O secretário de segurança de São Paulo, Guilherme Derrite, se licenciou do cargo para relatar o PL 5.582 de 2025, que entrou na pauta da Câmara dos Deputados nesta terça-feira (11).
O professor de direito da Universidade Federal do Rio Grande do Sul (UFRGS) Rodrigo Azevedo, associado do Fórum Brasileiro de Segurança Pública, avalia que a mudança é um retrocesso que limita a atuação da PF contra o crime organizado.
Na avaliação do especialista, a medida vai no sentido oposto da PEC da Segurança, enviada pelo governo federal, que prevê maior integração entre as forças de segurança.
Por outro lado, o presidente da Associação dos Delegados de Polícia do Brasil (Adepol), o delegado da Polícia Civil Rodolfo Laterza, avalia que a mudança proposta por Derrite não inviabiliza o trabalho da PF, que estaria resguardada no texto.
Repercussão
O líder do PT na Câmara, deputado Lindberg Farias (PT-RJ), sustentou que a mudança busca impedir a atuação da PF, o que, segundo ele, inviabilizaria investigações como a Carbono Oculto, que teve como alvo a lavagem de dinheiro do crime organizado.

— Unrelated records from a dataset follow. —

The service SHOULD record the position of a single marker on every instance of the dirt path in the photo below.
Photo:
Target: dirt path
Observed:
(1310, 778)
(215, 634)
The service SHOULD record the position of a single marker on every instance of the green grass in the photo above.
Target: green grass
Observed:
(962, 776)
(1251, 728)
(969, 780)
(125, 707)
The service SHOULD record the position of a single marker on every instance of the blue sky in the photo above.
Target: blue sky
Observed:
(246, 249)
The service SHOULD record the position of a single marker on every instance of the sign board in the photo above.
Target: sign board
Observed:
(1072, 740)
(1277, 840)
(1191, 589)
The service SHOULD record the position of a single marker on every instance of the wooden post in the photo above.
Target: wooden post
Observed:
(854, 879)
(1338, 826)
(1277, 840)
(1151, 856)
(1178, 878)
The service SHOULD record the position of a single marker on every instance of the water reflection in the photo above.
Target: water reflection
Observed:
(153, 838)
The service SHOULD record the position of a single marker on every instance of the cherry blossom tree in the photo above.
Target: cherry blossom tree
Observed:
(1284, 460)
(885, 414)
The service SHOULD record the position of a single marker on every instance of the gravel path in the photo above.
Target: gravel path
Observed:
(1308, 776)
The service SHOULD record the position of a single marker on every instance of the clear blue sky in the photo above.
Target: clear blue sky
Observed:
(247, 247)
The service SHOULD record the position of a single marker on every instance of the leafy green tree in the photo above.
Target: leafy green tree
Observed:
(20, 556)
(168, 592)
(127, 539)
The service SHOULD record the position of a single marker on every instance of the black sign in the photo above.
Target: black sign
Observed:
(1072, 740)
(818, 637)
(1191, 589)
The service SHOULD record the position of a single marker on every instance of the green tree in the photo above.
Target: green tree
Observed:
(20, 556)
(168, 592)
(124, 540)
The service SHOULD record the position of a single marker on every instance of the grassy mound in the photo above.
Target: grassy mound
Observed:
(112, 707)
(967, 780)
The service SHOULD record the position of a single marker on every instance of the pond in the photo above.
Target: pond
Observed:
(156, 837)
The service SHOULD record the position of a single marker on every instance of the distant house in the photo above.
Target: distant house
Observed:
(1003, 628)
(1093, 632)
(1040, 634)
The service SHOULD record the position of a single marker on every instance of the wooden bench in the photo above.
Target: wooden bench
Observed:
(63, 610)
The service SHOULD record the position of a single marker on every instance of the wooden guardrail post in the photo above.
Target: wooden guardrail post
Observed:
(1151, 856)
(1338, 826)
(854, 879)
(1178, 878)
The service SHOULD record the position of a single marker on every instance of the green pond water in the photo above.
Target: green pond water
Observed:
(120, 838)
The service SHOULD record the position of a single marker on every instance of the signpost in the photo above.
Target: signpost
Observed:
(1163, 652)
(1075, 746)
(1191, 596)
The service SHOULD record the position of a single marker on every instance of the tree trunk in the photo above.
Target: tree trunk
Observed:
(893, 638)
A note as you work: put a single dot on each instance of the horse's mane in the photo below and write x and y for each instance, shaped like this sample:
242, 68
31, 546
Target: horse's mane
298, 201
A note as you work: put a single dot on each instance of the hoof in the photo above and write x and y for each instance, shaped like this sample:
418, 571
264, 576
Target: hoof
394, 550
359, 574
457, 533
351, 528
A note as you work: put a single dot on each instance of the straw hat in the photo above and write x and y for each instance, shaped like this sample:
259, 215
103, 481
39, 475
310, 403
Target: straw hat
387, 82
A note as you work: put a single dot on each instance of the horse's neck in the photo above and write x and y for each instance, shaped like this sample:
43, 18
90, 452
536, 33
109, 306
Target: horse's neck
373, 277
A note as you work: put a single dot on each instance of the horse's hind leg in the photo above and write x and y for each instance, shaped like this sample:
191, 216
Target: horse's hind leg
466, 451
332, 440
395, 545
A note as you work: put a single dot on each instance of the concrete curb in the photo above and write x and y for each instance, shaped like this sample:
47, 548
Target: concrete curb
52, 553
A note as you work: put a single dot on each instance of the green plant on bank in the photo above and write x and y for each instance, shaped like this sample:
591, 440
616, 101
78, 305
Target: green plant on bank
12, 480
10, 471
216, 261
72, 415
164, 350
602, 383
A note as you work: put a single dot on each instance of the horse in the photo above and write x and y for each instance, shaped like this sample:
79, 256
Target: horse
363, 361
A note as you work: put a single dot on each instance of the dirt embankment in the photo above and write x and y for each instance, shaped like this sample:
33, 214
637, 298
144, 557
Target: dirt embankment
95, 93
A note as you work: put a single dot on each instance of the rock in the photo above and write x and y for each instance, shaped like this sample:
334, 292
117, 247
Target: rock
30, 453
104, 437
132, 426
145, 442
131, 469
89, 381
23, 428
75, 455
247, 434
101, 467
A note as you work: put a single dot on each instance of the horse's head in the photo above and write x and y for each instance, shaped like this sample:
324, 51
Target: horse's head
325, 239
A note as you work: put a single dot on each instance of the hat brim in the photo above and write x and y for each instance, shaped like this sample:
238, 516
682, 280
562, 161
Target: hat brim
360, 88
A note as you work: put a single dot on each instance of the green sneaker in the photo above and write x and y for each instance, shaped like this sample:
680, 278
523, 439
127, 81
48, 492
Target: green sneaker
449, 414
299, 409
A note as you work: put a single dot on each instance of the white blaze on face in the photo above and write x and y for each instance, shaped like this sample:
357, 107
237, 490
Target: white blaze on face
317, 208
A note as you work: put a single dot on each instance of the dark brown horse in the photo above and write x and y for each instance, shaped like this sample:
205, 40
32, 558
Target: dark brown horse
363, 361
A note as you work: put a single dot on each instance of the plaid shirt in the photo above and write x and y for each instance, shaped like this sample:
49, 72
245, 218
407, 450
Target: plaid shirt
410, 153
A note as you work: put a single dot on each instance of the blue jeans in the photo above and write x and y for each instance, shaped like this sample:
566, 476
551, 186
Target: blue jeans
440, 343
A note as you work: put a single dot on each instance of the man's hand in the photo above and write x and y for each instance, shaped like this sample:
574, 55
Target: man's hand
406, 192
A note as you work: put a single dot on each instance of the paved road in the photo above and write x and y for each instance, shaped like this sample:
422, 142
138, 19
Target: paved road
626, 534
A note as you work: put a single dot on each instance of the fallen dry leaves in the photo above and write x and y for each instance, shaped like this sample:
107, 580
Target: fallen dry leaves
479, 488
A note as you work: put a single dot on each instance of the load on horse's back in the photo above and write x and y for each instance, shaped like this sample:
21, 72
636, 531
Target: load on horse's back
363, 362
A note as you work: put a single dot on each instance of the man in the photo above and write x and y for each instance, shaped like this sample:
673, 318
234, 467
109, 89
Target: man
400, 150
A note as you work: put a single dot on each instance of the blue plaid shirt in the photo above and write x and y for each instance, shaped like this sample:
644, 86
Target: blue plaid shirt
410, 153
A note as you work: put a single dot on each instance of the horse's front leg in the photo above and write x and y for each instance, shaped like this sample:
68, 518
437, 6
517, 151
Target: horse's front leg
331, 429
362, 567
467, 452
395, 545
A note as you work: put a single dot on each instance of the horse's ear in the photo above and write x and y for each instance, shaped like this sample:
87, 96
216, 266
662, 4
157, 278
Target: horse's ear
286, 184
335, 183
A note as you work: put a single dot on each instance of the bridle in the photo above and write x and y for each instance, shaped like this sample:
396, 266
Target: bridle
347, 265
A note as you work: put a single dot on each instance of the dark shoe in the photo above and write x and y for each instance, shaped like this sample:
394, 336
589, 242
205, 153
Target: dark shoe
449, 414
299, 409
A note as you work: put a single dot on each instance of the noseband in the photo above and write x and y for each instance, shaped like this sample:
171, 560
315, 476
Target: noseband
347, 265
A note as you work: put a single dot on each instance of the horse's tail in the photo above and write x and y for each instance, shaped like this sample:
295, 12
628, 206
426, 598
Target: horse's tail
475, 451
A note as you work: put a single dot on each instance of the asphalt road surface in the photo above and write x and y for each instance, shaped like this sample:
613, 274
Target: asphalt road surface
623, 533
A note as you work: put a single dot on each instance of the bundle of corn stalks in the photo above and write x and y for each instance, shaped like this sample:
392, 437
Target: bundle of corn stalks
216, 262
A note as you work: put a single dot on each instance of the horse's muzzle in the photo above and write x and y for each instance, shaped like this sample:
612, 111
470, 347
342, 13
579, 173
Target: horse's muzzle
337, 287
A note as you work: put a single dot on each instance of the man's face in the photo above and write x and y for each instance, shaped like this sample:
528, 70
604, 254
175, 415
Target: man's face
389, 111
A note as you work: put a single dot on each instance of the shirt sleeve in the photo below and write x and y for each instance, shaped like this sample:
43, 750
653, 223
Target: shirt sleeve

O parlamentar fluminense avalia que a medida fere o artigo 144 da Constituição, no inciso que diz que a PF deve apurar “infrações cuja prática tenha repercussão interestadual ou internacional e exija repressão uniforme”.
A Agência Brasil procurou o deputado Derrite para comentar o tema e aguarda posicionamento sobre o tema. Em uma rede social, Derrite destacou que o PL busca enfrentar a “impunidade”.
Atritos
A escolha de um secretário do governo de São Paulo, de oposição ao governo federal, para relatar o PJ assinado pelo presidente Luiz Inácio Lula da Silva foi interpretado por governistas como uma “provocação” do presidente da Câmara, Hugo Motta (Republicanos-PB), que é do mesmo partido do governador Tarcísio de Freitas.
Por meio de uma rede social, Motta rebateu críticas. “Quando o tema é segurança, não há direita nem esquerda, há apenas o dever de proteger”, disse Motta.
O presidente da Câmara afirmou que o parecer do Derrite “preserva” avanços do projeto do governo federal
“O Marco [Legal de Combate ao Crime Organizado” traz o melhor do PL apresentado pelo Governo Federal e o melhor de iniciativas debatidas dentro do Congresso. E tudo isso sem perder a nossa soberania”, disse Motta.